Rita aux États-Unis : stratégie commerciale
C’est à la fin de 1982 que les Américains ont manifesté de l’intérêt pour le RITA, après avoir fait en France de nombreuses visites qui leur ont permis de prendre conscience que ce système existait, qu’il fonctionnait et que ses performances pouvaient répondre à leurs besoins opérationnels. Forts de ce constat, Thomson et Sintra qui, à l’époque, n’était pas encore dans le groupe Thomson, décidèrent le 15 février 1983, de constituer un groupe de projet pour répondre au futur appel d’offres concernant ce programme MSE.

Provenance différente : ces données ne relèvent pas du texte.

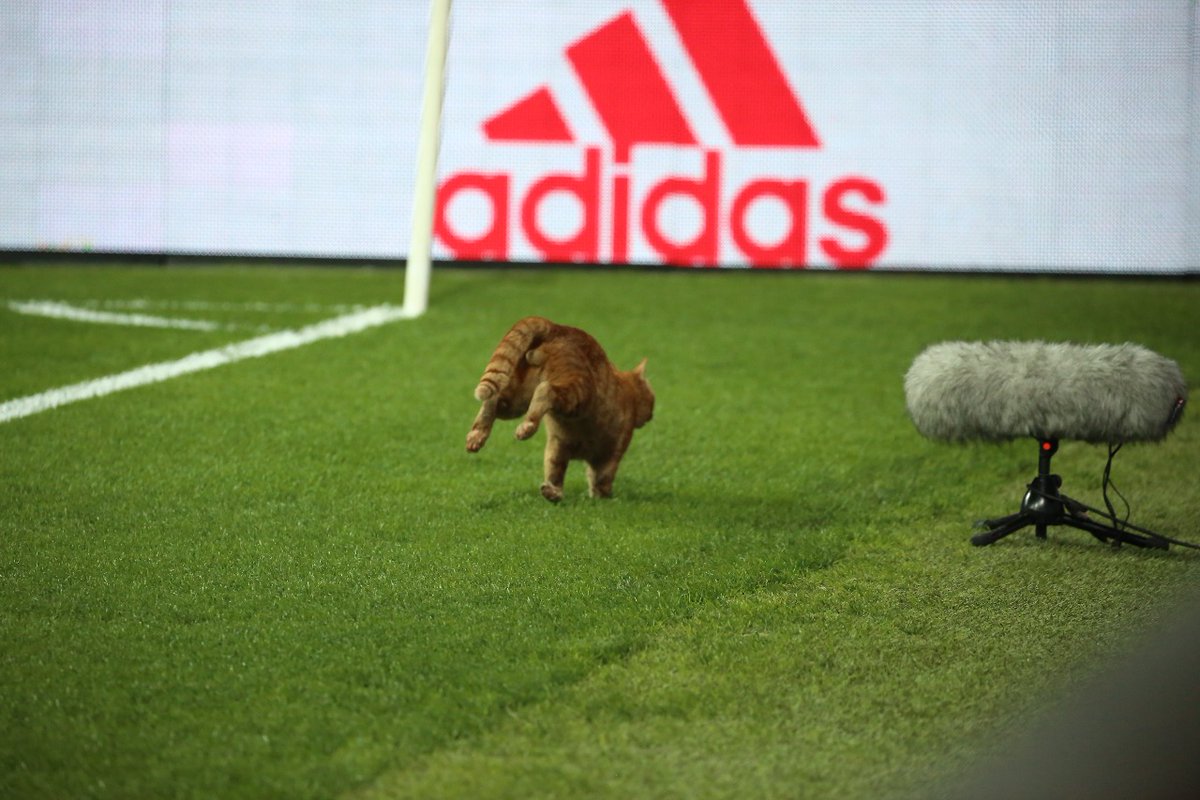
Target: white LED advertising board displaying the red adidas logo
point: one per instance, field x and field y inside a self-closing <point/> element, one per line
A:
<point x="1024" y="136"/>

Il faut reconnaître que c’était une décision déjà courageuse à ce moment-là, car nous n’avions pas grande connaissance de ce que pourrait être cet appel d’offres, et approcher le marché américain sur un programme de cette taille et pour la défense relevait plutôt de la mission impossible. Ce groupe de projet était constitué d’une petite équipe, une « task-force », dont la mission première était de trouver un partenaire américain ; cela apparaissait nécessaire et la suite a d’ailleurs prouvé qu’il fallait avoir un maître d’œuvre aux États-Unis pour répondre à un tel marché du ministère de la Défense.
Ce que nous attendions de ce partenaire consistait en deux choses : d’abord qu’il soit compétent et surtout qu’il soit motivé. À partir de nos implantations aux États-Unis, nous avons fait réaliser une petite enquête pour dresser une liste des « maniables ». Puis nous avons rendu visite à cinq ou six firmes pour leur présenter le RITA et leur expliquer nos chances de gagner dans cette opération. Il a fallu déployer pas mal d’efforts pour convaincre les industriels américains que nous, entreprises françaises, étions crédibles face à leurs exigences. Finalement, en juillet 1983, nous avons retenu GTE. Cette entreprise avait la compétence technique : la division des communications, qui se trouve près de Boston, travaille avec l’armée dans environ 70 % de ses activités et a collaboré au programme Tritac ; de plus GTE jouissait d’une bonne image de marque contrairement à certains autres industriels. Donc, compétences technique et commerciale et enfin motivation, car il y avait lutte entre la division correspondante d’ITT et celle de GTE dans le domaine des commutateurs tactiques, et c’était une question de survie pour la famille des commutateurs de cette dernière que de gagner cette partie. Nous étions donc assurés d’avoir un partenaire totalement motivé.